I have no idea how to find out which one of these it is, however.


----------



## tomster (Jan 29, 2014)

FWIW i'm getting the same behaviour on 9.2-RELEASE #0 r255898


----------



## Ajax (Jan 29, 2014)

Looks like the code itself is broken since source code build also doesn't work


----------



## tomster (Jan 29, 2014)

it's probably some library that's been updated, not a fault on avahi itself. i got the error with 0.6.29 after upgrading some other ports (can't remember which). after experiencing the breakage i upgraded avahi to 0.6.31 (both from binary as well as from ports). neither worked.


----------



## teig (Jan 30, 2014)

Bummer, just updated packages via pkg, for the first time since pkgng, and ran into this issue.
My mouse is gone, very annoying!


----------



## teig (Jan 30, 2014)

It can be fixed by adding --disable-stack-protector to CONFIGURE_ARGS in the /usr/ports/net/avahi-app/Makefile.
And rebuilding it.
Ref. freebsd-ports mailing list.

Still no mouse though, in X, works in console!


----------



## bnk (Jan 30, 2014)

teig said:
			
		

> It can be fixed by adding --disable-stack-protector to CONFIGURE_ARGS in the /usr/ports/net/avahi-app/Makefile.
> And rebuilding it.
> Ref. freebsd-ports mailing list.



Thanks for passing along the tip from the list, @teig!

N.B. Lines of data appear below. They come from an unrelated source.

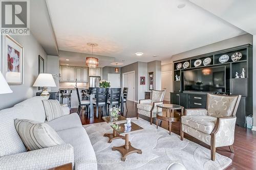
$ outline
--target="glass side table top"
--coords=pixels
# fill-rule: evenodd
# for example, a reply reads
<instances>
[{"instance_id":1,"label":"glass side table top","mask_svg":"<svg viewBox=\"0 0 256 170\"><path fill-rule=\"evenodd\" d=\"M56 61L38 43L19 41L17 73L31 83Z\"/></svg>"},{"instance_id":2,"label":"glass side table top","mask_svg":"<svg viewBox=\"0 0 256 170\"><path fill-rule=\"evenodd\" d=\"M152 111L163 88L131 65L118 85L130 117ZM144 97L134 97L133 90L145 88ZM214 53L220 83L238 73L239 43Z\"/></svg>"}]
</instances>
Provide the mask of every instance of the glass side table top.
<instances>
[{"instance_id":1,"label":"glass side table top","mask_svg":"<svg viewBox=\"0 0 256 170\"><path fill-rule=\"evenodd\" d=\"M113 117L108 116L102 117L102 119L108 124L115 124L115 123L125 123L127 122L125 117L119 115L117 119L114 118Z\"/></svg>"},{"instance_id":2,"label":"glass side table top","mask_svg":"<svg viewBox=\"0 0 256 170\"><path fill-rule=\"evenodd\" d=\"M143 129L143 128L133 122L131 122L131 123L132 124L132 126L130 128L127 127L126 130L124 129L124 124L111 125L111 127L120 135L123 135L132 132L141 131Z\"/></svg>"},{"instance_id":3,"label":"glass side table top","mask_svg":"<svg viewBox=\"0 0 256 170\"><path fill-rule=\"evenodd\" d=\"M180 105L168 104L159 104L157 105L157 107L164 109L181 109L183 108L183 106Z\"/></svg>"}]
</instances>

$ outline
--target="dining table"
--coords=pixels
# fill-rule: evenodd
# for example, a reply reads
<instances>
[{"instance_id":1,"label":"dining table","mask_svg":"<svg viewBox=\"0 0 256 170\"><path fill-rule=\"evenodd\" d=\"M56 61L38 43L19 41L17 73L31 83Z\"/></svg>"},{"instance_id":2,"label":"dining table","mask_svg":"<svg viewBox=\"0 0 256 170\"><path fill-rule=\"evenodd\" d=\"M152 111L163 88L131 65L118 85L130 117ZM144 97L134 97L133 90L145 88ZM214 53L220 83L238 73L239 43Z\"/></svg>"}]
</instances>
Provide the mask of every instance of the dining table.
<instances>
[{"instance_id":1,"label":"dining table","mask_svg":"<svg viewBox=\"0 0 256 170\"><path fill-rule=\"evenodd\" d=\"M86 97L90 100L90 117L93 117L94 116L94 111L93 109L93 99L96 98L96 94L86 94ZM123 113L123 110L124 109L123 107L123 94L121 93L121 113Z\"/></svg>"}]
</instances>

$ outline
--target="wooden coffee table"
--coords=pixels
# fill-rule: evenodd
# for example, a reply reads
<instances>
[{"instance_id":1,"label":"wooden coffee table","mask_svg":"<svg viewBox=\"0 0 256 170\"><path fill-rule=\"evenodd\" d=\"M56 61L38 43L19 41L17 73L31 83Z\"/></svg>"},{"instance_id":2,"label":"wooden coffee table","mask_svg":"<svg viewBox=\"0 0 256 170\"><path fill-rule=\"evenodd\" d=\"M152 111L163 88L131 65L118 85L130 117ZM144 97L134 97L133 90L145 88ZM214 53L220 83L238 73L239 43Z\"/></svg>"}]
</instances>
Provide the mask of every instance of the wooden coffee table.
<instances>
[{"instance_id":1,"label":"wooden coffee table","mask_svg":"<svg viewBox=\"0 0 256 170\"><path fill-rule=\"evenodd\" d=\"M111 127L114 129L114 131L116 132L119 135L125 135L125 143L124 145L112 148L112 151L118 151L121 153L122 154L121 160L123 161L125 161L126 157L129 154L134 153L139 154L142 154L142 151L141 150L136 149L132 146L131 142L129 141L129 135L133 132L141 131L143 129L133 122L131 123L132 126L130 129L127 128L126 130L124 129L124 124L111 126Z\"/></svg>"},{"instance_id":2,"label":"wooden coffee table","mask_svg":"<svg viewBox=\"0 0 256 170\"><path fill-rule=\"evenodd\" d=\"M113 117L110 116L102 117L102 119L108 124L111 125L116 125L116 124L125 123L127 122L126 118L121 115L119 115L116 119L114 119ZM109 143L111 143L112 140L115 139L125 139L124 136L117 134L114 130L113 130L113 133L105 133L104 136L109 137L109 140L108 141Z\"/></svg>"}]
</instances>

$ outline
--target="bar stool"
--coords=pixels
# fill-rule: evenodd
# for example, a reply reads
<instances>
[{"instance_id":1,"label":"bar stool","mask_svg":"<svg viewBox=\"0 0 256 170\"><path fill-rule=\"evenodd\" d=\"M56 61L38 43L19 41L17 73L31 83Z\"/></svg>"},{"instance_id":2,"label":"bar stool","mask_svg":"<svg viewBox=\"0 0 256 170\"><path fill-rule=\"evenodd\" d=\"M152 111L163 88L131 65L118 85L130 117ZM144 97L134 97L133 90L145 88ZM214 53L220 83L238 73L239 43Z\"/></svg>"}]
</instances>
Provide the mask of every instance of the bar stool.
<instances>
[{"instance_id":1,"label":"bar stool","mask_svg":"<svg viewBox=\"0 0 256 170\"><path fill-rule=\"evenodd\" d=\"M60 93L61 94L61 104L63 104L63 99L66 98L68 99L69 101L69 107L70 109L71 109L71 93L72 92L72 90L60 90Z\"/></svg>"}]
</instances>

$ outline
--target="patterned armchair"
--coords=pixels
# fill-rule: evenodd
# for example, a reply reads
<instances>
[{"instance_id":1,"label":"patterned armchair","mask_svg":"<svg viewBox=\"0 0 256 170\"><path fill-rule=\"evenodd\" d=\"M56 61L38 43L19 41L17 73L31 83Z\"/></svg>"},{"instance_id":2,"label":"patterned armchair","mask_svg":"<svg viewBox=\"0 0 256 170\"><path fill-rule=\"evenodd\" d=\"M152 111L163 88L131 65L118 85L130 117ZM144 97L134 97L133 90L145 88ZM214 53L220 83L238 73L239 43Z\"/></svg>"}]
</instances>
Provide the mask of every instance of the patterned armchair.
<instances>
[{"instance_id":1,"label":"patterned armchair","mask_svg":"<svg viewBox=\"0 0 256 170\"><path fill-rule=\"evenodd\" d=\"M181 140L185 132L210 145L213 161L217 147L228 146L233 153L236 113L241 97L208 94L206 109L186 109L181 117Z\"/></svg>"},{"instance_id":2,"label":"patterned armchair","mask_svg":"<svg viewBox=\"0 0 256 170\"><path fill-rule=\"evenodd\" d=\"M137 105L137 118L139 114L142 114L150 117L150 124L152 125L153 118L155 117L157 112L157 105L163 104L165 90L152 90L151 99L140 100Z\"/></svg>"}]
</instances>

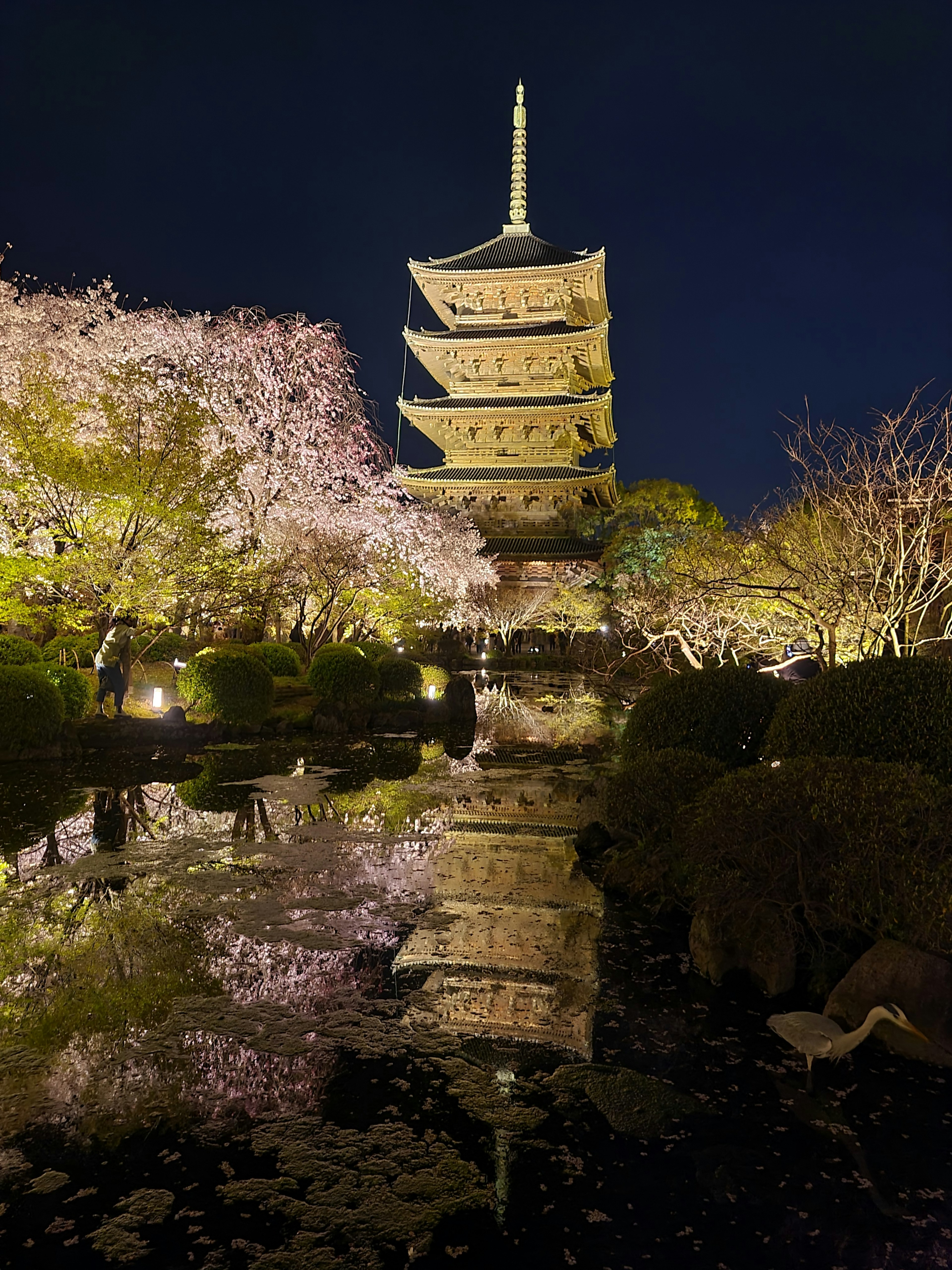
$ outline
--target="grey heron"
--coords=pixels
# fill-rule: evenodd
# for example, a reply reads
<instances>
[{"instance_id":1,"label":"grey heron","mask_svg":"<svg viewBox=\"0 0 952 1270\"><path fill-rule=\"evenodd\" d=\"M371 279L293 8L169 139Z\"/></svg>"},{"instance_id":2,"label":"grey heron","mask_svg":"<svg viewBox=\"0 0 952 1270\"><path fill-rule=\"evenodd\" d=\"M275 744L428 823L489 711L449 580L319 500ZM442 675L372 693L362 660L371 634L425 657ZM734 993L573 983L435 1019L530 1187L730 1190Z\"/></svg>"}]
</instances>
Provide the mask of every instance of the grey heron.
<instances>
[{"instance_id":1,"label":"grey heron","mask_svg":"<svg viewBox=\"0 0 952 1270\"><path fill-rule=\"evenodd\" d=\"M899 1006L894 1005L873 1006L866 1020L852 1033L844 1033L839 1024L825 1015L811 1015L806 1010L795 1010L790 1015L770 1015L767 1026L790 1041L793 1049L798 1049L801 1054L806 1055L806 1087L809 1092L812 1092L814 1059L842 1058L850 1049L856 1049L861 1041L864 1041L880 1021L895 1024L896 1027L901 1027L928 1043L929 1038L923 1036L919 1029L909 1022Z\"/></svg>"}]
</instances>

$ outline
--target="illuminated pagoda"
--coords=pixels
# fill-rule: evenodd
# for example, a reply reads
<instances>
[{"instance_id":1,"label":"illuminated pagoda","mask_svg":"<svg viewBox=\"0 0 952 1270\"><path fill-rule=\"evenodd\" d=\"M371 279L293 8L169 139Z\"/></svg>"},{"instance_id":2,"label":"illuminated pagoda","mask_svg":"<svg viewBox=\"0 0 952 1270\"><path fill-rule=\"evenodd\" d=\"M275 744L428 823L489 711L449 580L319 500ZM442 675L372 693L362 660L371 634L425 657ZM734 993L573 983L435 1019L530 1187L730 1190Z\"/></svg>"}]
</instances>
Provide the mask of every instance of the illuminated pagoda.
<instances>
[{"instance_id":1,"label":"illuminated pagoda","mask_svg":"<svg viewBox=\"0 0 952 1270\"><path fill-rule=\"evenodd\" d=\"M410 467L415 498L468 514L504 582L545 583L599 549L578 536L583 509L617 502L614 466L583 467L614 444L604 249L569 251L526 220L526 107L513 112L509 224L481 246L410 273L446 330L404 338L444 390L399 408L443 451Z\"/></svg>"}]
</instances>

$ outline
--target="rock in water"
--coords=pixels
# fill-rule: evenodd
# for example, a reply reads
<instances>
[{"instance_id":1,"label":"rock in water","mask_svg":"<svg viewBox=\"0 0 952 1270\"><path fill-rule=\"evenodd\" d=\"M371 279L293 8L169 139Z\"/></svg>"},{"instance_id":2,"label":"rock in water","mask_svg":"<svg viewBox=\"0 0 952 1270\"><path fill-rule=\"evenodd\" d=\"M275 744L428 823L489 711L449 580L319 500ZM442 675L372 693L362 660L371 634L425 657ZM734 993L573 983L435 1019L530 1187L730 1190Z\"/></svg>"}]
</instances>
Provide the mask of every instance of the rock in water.
<instances>
[{"instance_id":1,"label":"rock in water","mask_svg":"<svg viewBox=\"0 0 952 1270\"><path fill-rule=\"evenodd\" d=\"M897 1005L932 1044L890 1024L876 1025L880 1040L899 1054L952 1067L952 963L897 940L880 940L840 979L824 1013L852 1029L886 1002Z\"/></svg>"},{"instance_id":2,"label":"rock in water","mask_svg":"<svg viewBox=\"0 0 952 1270\"><path fill-rule=\"evenodd\" d=\"M655 1138L673 1120L703 1111L688 1093L630 1067L578 1063L556 1068L546 1083L555 1093L556 1107L565 1115L583 1100L593 1102L617 1133Z\"/></svg>"},{"instance_id":3,"label":"rock in water","mask_svg":"<svg viewBox=\"0 0 952 1270\"><path fill-rule=\"evenodd\" d=\"M476 721L476 692L463 674L454 674L443 690L443 705L452 723Z\"/></svg>"},{"instance_id":4,"label":"rock in water","mask_svg":"<svg viewBox=\"0 0 952 1270\"><path fill-rule=\"evenodd\" d=\"M797 974L797 950L787 926L769 909L731 913L724 922L696 913L688 947L698 970L720 983L729 970L746 970L768 997L790 992Z\"/></svg>"}]
</instances>

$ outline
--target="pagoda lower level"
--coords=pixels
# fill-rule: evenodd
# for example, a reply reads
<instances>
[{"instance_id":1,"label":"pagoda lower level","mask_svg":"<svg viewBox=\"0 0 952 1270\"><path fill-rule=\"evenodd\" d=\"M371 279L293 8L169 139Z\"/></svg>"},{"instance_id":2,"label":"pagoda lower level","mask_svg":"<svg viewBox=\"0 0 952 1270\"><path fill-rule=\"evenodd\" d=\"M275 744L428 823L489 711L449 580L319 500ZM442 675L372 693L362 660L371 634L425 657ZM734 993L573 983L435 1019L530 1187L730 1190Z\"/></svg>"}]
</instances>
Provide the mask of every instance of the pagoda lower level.
<instances>
[{"instance_id":1,"label":"pagoda lower level","mask_svg":"<svg viewBox=\"0 0 952 1270\"><path fill-rule=\"evenodd\" d=\"M590 572L586 512L617 502L611 450L611 314L604 250L570 251L526 221L526 107L513 116L509 224L490 241L410 273L443 330L404 338L443 390L399 400L401 415L443 451L402 472L410 494L468 516L504 582L546 583Z\"/></svg>"}]
</instances>

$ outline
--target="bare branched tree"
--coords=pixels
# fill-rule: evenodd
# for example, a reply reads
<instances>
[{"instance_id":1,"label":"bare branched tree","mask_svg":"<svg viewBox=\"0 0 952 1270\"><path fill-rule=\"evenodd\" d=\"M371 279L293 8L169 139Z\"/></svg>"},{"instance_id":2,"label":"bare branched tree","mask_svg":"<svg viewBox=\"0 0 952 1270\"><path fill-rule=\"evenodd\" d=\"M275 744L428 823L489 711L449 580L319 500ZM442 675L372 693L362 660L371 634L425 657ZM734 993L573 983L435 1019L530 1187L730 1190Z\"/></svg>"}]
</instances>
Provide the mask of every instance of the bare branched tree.
<instances>
[{"instance_id":1,"label":"bare branched tree","mask_svg":"<svg viewBox=\"0 0 952 1270\"><path fill-rule=\"evenodd\" d=\"M952 409L878 414L869 436L791 420L796 480L744 535L694 545L682 583L755 599L820 635L825 664L928 652L952 634Z\"/></svg>"},{"instance_id":2,"label":"bare branched tree","mask_svg":"<svg viewBox=\"0 0 952 1270\"><path fill-rule=\"evenodd\" d=\"M552 598L553 592L548 587L484 587L472 591L466 620L498 634L508 650L518 630L534 626L546 617Z\"/></svg>"}]
</instances>

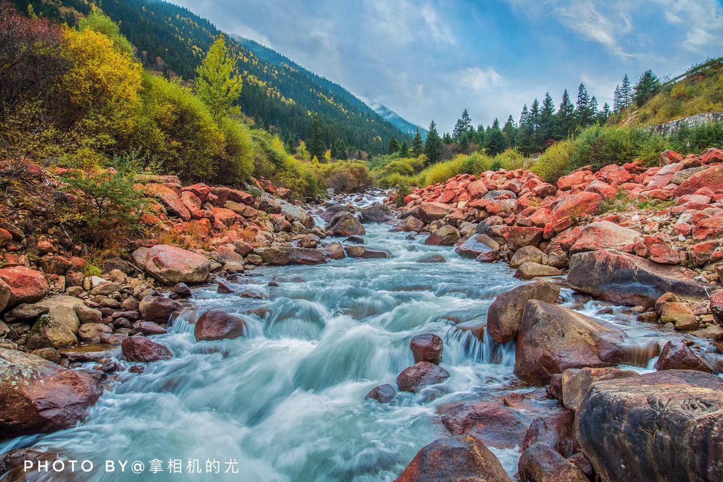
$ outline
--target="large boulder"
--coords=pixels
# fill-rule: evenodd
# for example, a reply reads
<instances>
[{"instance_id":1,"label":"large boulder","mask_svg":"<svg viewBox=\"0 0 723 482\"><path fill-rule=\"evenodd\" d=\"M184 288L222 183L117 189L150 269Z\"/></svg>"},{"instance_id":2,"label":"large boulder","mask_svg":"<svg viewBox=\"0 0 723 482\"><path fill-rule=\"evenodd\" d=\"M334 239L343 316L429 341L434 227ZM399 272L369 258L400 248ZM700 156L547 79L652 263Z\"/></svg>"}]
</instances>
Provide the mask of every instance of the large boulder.
<instances>
[{"instance_id":1,"label":"large boulder","mask_svg":"<svg viewBox=\"0 0 723 482\"><path fill-rule=\"evenodd\" d=\"M21 303L35 303L48 294L48 283L43 273L25 266L15 266L0 270L0 288L3 298L7 299L4 308L17 306ZM9 296L7 291L9 291Z\"/></svg>"},{"instance_id":2,"label":"large boulder","mask_svg":"<svg viewBox=\"0 0 723 482\"><path fill-rule=\"evenodd\" d=\"M205 257L182 248L159 244L148 251L145 270L164 284L205 283L210 263Z\"/></svg>"},{"instance_id":3,"label":"large boulder","mask_svg":"<svg viewBox=\"0 0 723 482\"><path fill-rule=\"evenodd\" d=\"M394 482L511 482L500 460L470 435L439 439L423 447Z\"/></svg>"},{"instance_id":4,"label":"large boulder","mask_svg":"<svg viewBox=\"0 0 723 482\"><path fill-rule=\"evenodd\" d=\"M596 382L575 430L603 481L722 481L723 379L666 370Z\"/></svg>"},{"instance_id":5,"label":"large boulder","mask_svg":"<svg viewBox=\"0 0 723 482\"><path fill-rule=\"evenodd\" d=\"M0 348L2 438L69 429L102 392L100 384L90 375Z\"/></svg>"},{"instance_id":6,"label":"large boulder","mask_svg":"<svg viewBox=\"0 0 723 482\"><path fill-rule=\"evenodd\" d=\"M597 221L583 226L570 252L607 249L619 249L626 253L640 253L642 250L641 254L645 254L643 238L637 231L610 221Z\"/></svg>"},{"instance_id":7,"label":"large boulder","mask_svg":"<svg viewBox=\"0 0 723 482\"><path fill-rule=\"evenodd\" d=\"M530 300L557 304L560 287L536 281L502 293L487 309L487 333L498 343L517 339L525 305Z\"/></svg>"},{"instance_id":8,"label":"large boulder","mask_svg":"<svg viewBox=\"0 0 723 482\"><path fill-rule=\"evenodd\" d=\"M176 311L183 309L183 305L166 296L148 295L140 301L138 311L143 319L155 323L166 323Z\"/></svg>"},{"instance_id":9,"label":"large boulder","mask_svg":"<svg viewBox=\"0 0 723 482\"><path fill-rule=\"evenodd\" d=\"M576 253L570 261L568 285L599 299L629 306L653 306L665 293L706 299L710 285L693 280L695 272L659 264L614 249Z\"/></svg>"},{"instance_id":10,"label":"large boulder","mask_svg":"<svg viewBox=\"0 0 723 482\"><path fill-rule=\"evenodd\" d=\"M617 365L627 354L623 332L614 324L531 300L520 325L515 374L546 385L568 369Z\"/></svg>"},{"instance_id":11,"label":"large boulder","mask_svg":"<svg viewBox=\"0 0 723 482\"><path fill-rule=\"evenodd\" d=\"M173 357L166 346L145 336L127 337L121 343L121 349L127 360L137 363L170 360Z\"/></svg>"},{"instance_id":12,"label":"large boulder","mask_svg":"<svg viewBox=\"0 0 723 482\"><path fill-rule=\"evenodd\" d=\"M402 370L397 376L397 387L401 392L417 392L427 385L442 383L450 374L439 365L420 361Z\"/></svg>"},{"instance_id":13,"label":"large boulder","mask_svg":"<svg viewBox=\"0 0 723 482\"><path fill-rule=\"evenodd\" d=\"M244 336L246 322L239 317L221 309L210 309L201 315L194 334L197 341L233 340Z\"/></svg>"},{"instance_id":14,"label":"large boulder","mask_svg":"<svg viewBox=\"0 0 723 482\"><path fill-rule=\"evenodd\" d=\"M449 213L452 207L441 202L422 202L419 205L417 216L423 223L437 221Z\"/></svg>"},{"instance_id":15,"label":"large boulder","mask_svg":"<svg viewBox=\"0 0 723 482\"><path fill-rule=\"evenodd\" d=\"M329 220L325 231L333 231L335 236L363 236L367 230L351 212L341 211Z\"/></svg>"}]
</instances>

Disabling stack protector eliminated the SIGSEGV on start for me, too.

FWIW, afpd in net/netatalk seg-faulted on start for me, as well. The same fix, disabling stack protector, eliminated that one, too.

I'd rather run these network services with stack protector turned on! Is something about stack protector in clang problematic that was not problematic in gcc?



			
				teig said:
			
		

> Still no mouse though, in X, works in console!



Sorry to hear that. I haven't encountered that problem after upgrading from 9.2-STABLE to 10.0-RELEASE with freebsd-update.

Thanks again,
-Brad


----------



## ahanikel (Jan 31, 2014)

teig said:
			
		

> It can be fixed by adding --disable-stack-protector to CONFIGURE_ARGS in the /usr/ports/net/avahi-app/Makefile.



Thank you very much, YMMD!


----------



## rhish (Feb 9, 2014)

nm


----------